Posted: Sat Jun 19, 2010 11:32 pm
by LinguistCat
In Japanese, many things that would be prepositional in English ("The cat under the table) is a relational noun phrase ("Teeburu no shita ni neko" or more literally "The table's bottom in/at cat".)

Posted: Sun Jun 20, 2010 1:03 am
by Kereb
vampyre_smiles wrote:In Japanese, many things that would be prepositional in English ("The cat under the table) is a relational noun phrase ("Teeburu no shita ni neko" or more literally "The table's bottom in/at cat".)
The phrase ending in ni can't modify the noun directly. You'd say teeburu no shita no neko or teeburu no shita ni iru neko.

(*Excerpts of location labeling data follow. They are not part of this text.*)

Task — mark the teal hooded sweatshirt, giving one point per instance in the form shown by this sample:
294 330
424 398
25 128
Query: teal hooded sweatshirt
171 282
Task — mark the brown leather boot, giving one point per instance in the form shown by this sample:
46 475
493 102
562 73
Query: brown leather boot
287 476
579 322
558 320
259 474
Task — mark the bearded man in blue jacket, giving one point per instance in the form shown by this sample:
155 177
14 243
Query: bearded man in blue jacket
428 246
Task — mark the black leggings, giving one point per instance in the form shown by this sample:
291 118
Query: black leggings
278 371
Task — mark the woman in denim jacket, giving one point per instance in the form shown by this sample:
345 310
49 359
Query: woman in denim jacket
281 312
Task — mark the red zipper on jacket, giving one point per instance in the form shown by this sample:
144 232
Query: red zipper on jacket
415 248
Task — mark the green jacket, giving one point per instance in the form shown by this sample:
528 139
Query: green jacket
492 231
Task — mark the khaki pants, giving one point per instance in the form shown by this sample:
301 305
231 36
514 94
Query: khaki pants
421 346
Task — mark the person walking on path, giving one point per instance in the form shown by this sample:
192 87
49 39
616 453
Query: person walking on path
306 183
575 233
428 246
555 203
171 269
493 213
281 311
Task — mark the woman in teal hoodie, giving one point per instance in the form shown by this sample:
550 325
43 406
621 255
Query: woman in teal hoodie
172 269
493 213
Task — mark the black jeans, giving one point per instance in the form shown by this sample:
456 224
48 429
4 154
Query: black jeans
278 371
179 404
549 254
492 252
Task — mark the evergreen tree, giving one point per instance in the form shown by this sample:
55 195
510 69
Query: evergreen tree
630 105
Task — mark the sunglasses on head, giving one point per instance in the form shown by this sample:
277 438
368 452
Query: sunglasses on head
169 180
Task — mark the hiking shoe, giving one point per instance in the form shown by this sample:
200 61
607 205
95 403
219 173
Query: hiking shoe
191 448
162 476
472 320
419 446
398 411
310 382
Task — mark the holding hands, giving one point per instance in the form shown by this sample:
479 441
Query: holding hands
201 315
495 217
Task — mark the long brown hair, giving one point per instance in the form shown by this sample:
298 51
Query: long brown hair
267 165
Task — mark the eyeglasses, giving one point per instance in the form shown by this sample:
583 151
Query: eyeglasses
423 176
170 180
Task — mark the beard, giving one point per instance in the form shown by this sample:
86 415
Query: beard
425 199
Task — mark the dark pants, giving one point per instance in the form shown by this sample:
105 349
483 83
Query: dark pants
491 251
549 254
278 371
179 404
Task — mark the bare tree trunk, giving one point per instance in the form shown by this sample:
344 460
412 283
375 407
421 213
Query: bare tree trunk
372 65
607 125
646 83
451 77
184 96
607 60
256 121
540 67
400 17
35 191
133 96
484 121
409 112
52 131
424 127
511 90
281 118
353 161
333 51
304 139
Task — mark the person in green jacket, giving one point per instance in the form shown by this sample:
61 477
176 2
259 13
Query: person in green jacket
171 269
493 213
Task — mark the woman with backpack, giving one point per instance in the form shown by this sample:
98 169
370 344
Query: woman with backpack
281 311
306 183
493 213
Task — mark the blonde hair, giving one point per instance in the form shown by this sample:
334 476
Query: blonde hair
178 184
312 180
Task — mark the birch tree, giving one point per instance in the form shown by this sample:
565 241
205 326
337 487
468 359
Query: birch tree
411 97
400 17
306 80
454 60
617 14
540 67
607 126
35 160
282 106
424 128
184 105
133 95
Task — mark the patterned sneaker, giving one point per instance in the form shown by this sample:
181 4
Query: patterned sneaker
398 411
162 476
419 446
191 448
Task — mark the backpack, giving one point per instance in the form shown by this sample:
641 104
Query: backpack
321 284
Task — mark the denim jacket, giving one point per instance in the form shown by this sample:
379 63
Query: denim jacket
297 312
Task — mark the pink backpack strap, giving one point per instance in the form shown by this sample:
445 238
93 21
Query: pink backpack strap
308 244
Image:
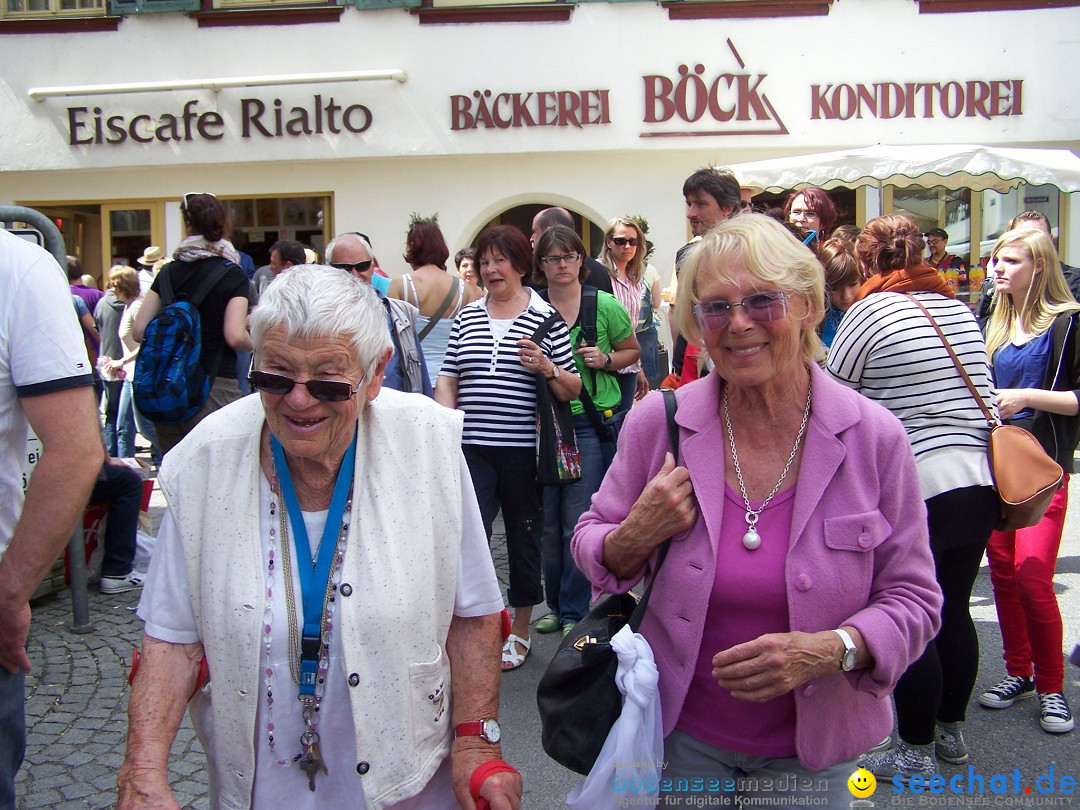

Posted: Sun Jun 20, 2010 1:07 am
by LinguistCat
Berek wrote:
vampyre_smiles wrote:In Japanese, many things that would be prepositional in English ("The cat under the table) is a relational noun phrase ("Teeburu no shita ni neko" or more literally "The table's bottom in/at cat".)
The phrase ending in ni can't modify the noun directly. You'd say teeburu no shita no neko or teeburu no shita ni iru neko.
Thanks for the correction. I must be getting rusty.

Posted: Sun Jun 20, 2010 8:18 am
by Beta Star
Well, I wonder if I've stumbled upon a language universal. Maybe postpositional phrases can't modify nouns directly in natlangs, unlike prepositional phrases. It seems like allowing such a thing would be harmless but maybe it causes unpleasant entanglements or "just doesn't feel right" in complex sentences. I will experiment with it when I get my SOV conlang up and running.

Posted: Sun Jun 20, 2010 9:16 am
by Jetboy
Well, depending on whether or not you consider 'ago', 'hence', etc., as postpositions, English uses postpositions adverbially.

Posted: Sun Jun 20, 2010 10:21 am
by Miekko
Finnish sort of permits it, but it's difficult to tell whether they're adverbials or attributes in the examples I've been thinking of.